Nasıl olur ki dönüşü,o kopuşun..?
İçinde fırtınalar koparken,o ılık ılık esen meltemli,mutlu sıcacık günlere yeniden dönebilmek,özlemlerine,hasret çektiklerine dokunabilmek..!
Mümkünmü..?
Ama sen..
yine de gel dedin gel..
"Yine birlikte el ele olalım,yürüyelim" dedin, eskisi gibi güneşin ellerini uzatabildiği yerlere..! İstersen arada bir dönüp bakarız maziye;hani o anılarda kalan mutlu günlere..!
Bense;
Ben se o günlerin hasretiyle yanıp tutuşsam da,içimde esen o özlem yüklü,hasret yüklü kahredici fırtınalara inat..
Acı bir tebessüm belirir de yüzümde..
Lal olur dilim..
Susarım..
// Adsız uçurumlara dik dik bakıyorken gözlerim
üstüme sonbaharın hazanından dökülüyorken hüzünler
ve parlamıyorken güneşin elleri
nasıl sarılırım şimdi...
“gel" dedi
"sus "dedim...
öpülmesi gereken çok masal var gökyüzünde....//
Ve sen,artık vazgeç dedin,o bitmek bilmeyen, seni kahredip azar azar tüketen hayellerden..!
"Gel" dedin,
Düşünürken bile içimi ürperten gerçeklere..!
Oysa ben..
Sana çok uzak bir yerlerde..
Gözlerim,gökyüzünün ta derinliklerinde..
Öpülmesi gereken daha çok masallar diyorum..
Artık..
Herşey için çok geç..
N'nolur beni boşuna bekleme..!!
Der gibiydi bu hüzün yüklü şiir..
Değerli şairenin karamsarlığın cenderesinde, aydınlığın,mutluluğun hayalini bile kurmaya cesaret edemediği o hüzün yüklü duyguların sarmalında, kaleme aldığına inandığım,okunması yine hayli etkileyici, verilen emeğin karşılığını fazlasıyla vermiş,yine mükemmel ötesi güzel bir şiiri..
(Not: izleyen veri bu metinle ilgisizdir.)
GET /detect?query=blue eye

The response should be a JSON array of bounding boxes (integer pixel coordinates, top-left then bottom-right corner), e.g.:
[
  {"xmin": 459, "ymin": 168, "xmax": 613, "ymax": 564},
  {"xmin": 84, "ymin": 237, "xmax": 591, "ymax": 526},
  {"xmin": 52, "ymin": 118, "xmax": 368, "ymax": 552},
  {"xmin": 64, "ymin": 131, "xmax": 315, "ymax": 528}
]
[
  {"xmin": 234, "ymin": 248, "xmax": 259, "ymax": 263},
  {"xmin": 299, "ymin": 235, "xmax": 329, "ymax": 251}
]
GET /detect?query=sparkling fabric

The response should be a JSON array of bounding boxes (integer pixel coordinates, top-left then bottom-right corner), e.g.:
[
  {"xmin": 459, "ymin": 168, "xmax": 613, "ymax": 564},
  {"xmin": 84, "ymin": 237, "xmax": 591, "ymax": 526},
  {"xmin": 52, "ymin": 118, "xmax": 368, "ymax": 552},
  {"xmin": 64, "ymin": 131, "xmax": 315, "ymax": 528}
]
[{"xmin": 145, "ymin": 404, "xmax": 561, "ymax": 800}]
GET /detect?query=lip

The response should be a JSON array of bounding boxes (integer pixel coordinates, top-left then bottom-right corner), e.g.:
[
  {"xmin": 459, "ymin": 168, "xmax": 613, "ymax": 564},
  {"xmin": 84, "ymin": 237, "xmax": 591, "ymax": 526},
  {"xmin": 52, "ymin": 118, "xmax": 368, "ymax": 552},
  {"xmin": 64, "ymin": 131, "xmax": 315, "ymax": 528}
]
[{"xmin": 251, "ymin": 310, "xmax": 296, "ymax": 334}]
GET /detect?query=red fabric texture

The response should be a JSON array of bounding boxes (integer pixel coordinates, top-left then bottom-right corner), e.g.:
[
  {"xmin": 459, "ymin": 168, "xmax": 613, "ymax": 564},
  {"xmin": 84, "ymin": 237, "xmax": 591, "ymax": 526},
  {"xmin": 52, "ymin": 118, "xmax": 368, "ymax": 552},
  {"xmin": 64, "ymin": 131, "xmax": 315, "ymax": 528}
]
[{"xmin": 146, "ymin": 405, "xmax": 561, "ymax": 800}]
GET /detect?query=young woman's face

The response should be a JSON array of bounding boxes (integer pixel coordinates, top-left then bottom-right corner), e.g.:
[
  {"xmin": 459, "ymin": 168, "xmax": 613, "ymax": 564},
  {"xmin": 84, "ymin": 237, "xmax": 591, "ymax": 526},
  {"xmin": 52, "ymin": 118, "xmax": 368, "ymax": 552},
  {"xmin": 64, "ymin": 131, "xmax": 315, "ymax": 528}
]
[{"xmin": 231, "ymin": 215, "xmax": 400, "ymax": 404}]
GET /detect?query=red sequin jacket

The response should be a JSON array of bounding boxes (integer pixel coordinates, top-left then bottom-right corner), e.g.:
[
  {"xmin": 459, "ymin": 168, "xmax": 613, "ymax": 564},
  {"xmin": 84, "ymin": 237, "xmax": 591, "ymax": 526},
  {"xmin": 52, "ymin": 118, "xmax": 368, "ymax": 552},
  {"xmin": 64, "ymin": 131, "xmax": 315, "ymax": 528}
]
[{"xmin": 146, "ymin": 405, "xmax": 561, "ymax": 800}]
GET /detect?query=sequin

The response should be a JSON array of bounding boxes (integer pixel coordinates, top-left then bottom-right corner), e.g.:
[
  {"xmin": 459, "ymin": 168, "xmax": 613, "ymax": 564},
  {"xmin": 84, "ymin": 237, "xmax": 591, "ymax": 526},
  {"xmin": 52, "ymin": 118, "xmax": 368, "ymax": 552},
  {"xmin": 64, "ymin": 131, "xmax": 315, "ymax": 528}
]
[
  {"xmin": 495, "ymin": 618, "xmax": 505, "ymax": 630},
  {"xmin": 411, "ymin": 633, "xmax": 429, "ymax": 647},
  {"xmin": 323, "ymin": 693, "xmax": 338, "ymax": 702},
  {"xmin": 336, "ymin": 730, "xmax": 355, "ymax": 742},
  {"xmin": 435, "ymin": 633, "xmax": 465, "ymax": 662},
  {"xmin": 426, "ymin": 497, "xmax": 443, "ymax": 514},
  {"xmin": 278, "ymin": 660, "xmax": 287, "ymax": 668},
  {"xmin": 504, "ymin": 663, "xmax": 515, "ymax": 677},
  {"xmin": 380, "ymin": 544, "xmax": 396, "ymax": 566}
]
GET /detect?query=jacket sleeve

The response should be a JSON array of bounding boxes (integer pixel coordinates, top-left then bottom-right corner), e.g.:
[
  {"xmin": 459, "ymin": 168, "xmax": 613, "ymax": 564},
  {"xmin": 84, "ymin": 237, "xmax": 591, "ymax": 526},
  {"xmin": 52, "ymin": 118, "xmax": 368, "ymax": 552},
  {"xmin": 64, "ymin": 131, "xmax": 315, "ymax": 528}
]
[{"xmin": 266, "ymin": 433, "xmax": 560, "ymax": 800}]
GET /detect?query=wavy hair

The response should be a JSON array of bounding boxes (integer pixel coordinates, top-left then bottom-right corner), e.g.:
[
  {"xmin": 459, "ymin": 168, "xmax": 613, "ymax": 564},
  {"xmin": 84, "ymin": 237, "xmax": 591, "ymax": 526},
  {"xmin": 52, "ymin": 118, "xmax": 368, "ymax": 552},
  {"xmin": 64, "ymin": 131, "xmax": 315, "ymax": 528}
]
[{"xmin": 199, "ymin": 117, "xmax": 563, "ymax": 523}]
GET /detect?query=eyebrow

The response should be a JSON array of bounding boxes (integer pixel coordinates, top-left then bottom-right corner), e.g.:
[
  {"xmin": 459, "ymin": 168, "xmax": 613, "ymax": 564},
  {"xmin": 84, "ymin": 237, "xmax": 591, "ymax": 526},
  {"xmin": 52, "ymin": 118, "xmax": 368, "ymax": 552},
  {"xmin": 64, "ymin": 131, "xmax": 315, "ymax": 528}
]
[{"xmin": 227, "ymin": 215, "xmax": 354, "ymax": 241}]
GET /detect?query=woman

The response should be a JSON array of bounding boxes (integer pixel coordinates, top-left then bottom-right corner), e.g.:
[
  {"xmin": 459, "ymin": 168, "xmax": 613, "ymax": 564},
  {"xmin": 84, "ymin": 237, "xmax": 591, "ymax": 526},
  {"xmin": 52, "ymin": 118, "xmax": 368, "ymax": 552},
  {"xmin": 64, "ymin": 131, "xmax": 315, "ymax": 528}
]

Kaleminize yüreğinize sağlık Canan Hanım..Canı gönülden kutluyorum..
Herşey gönlünüzce olsun..
Selam,sevgi ve saygılarımla..
Bir kaç defa okudum bu harika yorumunuzu.. Satır satır dolaşmışsınız şiirimde.. Üstelik dokunmuşsunuz hüzne..Onur duydum dost şair... Yazacağım hiç bir kelime yeterli değil kattığınız değer için...
sonsuz saygı ve sevgilerimle...
var olun...
İnsan öz yurdundan çıktığından beri.
Nasıl ki der: Ben sevgiyim.
Sararan yapraklar savrulurken insan görmüyor.
Fakat o çocuğun ruhuna sonbahar giydirecek ağaçlar yok.
O başkadır. Lakin hep yalnızlık geliyor.
Zorla bize sevgi ver diyen sesi bile getirmiyor rüzgar.
Şems vakti saçımızı kes diyen mevsim bulamıyorum.
Diğer duygular gel müridim ol diyor manana.
Kamil bir insanı bulabilmek için dönüp dolaştım.
Sonunda bulduğum bir garip mezar taşı.
Birçok insan şehrini gezmiş dualar.
Sayısız gönül dostlarının huzuruna erişmiş sevgi.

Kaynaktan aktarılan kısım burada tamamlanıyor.